In conjunction with the Special Collections exhibition “‘A terrible beauty is born’: The Easter Rising at 100,” the Library hosted a set of talks commemorating the beginning of the 1916 Easter Rising.
Shortly after noon on April 24, 1916, Pádraig Pearse emerged from the newly formed headquarters of the Provisional Government of the Irish Republic at Dublin’s General Post Office. A small band of republicans’ brief insurrection over Easter Week 1916 resulted in their declaration of independence from Great Britain to form the Irish Republic (Poblacht na hÉireann). Quickly and violently squashed by the British, the Easter Rising became a defining moment for the complex landscape of Irish culture, politics, and history in the 20th century.
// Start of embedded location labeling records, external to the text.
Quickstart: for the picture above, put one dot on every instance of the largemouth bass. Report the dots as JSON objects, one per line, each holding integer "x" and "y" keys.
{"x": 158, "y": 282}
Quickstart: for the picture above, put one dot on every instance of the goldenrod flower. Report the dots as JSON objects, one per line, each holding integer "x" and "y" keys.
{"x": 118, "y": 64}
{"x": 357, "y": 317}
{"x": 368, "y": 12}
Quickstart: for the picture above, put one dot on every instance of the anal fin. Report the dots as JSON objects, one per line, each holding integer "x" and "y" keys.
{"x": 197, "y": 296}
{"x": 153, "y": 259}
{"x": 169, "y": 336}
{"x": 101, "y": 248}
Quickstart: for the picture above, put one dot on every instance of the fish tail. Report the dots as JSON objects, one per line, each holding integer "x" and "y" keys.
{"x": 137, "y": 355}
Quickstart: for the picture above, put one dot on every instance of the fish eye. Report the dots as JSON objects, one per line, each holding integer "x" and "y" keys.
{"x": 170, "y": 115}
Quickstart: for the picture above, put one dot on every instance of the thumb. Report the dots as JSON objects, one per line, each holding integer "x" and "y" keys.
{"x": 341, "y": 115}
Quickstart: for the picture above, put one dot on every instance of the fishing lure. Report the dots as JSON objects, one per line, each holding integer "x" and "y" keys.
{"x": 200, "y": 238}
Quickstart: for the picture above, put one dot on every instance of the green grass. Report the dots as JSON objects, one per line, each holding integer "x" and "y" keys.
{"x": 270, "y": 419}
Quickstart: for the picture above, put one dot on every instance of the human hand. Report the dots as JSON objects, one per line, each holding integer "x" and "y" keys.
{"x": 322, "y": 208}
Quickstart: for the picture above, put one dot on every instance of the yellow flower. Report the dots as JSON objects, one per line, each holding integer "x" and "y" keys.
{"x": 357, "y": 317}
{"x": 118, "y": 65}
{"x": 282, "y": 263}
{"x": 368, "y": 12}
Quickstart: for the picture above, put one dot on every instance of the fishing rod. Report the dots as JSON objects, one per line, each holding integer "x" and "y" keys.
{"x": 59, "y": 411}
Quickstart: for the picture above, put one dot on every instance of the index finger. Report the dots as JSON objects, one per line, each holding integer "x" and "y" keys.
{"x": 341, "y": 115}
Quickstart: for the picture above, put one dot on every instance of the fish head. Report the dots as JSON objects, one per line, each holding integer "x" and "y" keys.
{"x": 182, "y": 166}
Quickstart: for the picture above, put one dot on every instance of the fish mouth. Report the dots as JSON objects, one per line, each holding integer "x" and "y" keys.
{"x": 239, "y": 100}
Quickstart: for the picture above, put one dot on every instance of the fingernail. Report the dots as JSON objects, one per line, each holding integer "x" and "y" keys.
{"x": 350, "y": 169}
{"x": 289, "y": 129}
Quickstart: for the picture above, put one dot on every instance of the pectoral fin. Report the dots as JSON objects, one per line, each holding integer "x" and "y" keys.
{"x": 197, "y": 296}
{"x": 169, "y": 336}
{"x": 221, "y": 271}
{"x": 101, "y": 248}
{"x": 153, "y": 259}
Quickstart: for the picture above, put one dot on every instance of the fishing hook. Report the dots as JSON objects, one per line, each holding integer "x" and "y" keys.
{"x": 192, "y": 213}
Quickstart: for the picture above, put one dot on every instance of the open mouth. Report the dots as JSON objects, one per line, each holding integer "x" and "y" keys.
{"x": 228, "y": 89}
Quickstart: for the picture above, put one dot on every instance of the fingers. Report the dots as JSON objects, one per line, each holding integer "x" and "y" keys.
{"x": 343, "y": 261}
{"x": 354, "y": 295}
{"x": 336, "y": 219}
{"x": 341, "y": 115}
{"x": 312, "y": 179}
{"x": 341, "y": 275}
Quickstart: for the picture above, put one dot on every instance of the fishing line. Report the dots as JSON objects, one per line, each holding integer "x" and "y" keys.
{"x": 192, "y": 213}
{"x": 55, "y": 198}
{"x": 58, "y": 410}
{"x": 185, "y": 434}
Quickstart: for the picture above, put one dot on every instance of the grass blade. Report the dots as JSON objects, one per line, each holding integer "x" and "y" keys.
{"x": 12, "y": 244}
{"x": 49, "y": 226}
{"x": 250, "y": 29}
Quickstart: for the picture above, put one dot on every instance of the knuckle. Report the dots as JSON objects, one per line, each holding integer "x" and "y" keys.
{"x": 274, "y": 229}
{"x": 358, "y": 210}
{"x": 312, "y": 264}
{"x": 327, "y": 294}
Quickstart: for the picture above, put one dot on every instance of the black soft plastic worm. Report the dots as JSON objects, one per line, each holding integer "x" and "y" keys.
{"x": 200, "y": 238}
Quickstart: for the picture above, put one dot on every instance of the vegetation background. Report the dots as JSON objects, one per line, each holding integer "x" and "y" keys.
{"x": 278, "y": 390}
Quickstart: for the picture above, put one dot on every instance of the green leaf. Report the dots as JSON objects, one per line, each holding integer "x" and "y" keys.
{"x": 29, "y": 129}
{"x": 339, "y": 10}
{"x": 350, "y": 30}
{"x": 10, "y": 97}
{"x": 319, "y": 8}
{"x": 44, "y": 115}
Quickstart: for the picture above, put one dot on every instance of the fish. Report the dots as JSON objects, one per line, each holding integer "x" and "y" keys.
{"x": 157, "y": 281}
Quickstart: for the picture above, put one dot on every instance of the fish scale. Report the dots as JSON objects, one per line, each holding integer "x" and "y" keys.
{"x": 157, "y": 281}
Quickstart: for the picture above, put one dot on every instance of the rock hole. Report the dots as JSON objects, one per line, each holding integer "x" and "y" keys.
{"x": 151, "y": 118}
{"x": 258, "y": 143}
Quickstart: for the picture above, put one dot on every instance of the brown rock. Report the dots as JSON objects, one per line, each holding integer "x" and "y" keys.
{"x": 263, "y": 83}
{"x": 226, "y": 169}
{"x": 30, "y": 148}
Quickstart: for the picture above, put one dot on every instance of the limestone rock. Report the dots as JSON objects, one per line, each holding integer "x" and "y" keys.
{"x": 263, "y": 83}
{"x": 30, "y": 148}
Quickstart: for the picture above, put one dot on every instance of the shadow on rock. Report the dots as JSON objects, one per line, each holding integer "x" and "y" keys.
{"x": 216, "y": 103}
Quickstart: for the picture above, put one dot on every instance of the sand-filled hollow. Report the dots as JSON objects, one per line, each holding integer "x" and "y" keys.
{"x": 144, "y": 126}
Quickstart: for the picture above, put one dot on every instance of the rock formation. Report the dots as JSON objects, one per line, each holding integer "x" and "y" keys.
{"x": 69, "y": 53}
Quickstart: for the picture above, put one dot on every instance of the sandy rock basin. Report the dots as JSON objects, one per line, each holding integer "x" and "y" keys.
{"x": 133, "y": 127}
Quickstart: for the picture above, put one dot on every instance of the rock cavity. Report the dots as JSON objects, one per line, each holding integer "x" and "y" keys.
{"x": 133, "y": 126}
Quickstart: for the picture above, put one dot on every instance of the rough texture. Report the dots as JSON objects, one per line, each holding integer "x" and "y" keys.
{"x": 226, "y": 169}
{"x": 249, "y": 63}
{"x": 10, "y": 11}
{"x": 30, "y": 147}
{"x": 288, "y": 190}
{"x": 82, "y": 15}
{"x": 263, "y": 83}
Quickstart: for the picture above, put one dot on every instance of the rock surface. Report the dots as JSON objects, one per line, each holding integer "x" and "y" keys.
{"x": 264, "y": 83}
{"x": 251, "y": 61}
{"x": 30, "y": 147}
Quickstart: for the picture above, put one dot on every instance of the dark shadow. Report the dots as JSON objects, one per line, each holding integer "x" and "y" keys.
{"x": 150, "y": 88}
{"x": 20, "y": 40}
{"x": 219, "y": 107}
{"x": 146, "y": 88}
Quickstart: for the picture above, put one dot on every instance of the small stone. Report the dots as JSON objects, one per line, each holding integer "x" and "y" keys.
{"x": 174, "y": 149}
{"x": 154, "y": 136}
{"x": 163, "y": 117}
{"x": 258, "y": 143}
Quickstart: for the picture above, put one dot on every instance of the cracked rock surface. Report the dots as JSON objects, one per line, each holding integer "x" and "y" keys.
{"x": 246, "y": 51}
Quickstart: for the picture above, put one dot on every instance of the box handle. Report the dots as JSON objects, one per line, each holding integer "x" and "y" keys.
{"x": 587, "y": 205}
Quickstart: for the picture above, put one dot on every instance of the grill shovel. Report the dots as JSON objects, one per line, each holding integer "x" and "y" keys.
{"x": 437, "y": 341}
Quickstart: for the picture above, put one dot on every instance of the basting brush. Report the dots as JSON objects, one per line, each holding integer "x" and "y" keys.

Dr. John Montaño (left) of the History Department gave an overview on the politicization of Irish culture and revolutionary acts of “Irishness” during British colonial rule and the development of the physical force tradition (from which Pearse and the younger revolutionaries drew) from the late eighteenth to the early twentieth centuries.
Dr. Bernard McKenna (right) of the English Department guided the audience through a close reading of W. B. Yeats’s “Easter, 1916,” in which he identified juxtaposing imagery that suggests Yeats’s anxiety and uncertainty about a post-Rising Ireland.
Thanks to Drs. Montaño and McKenna for their great presentations!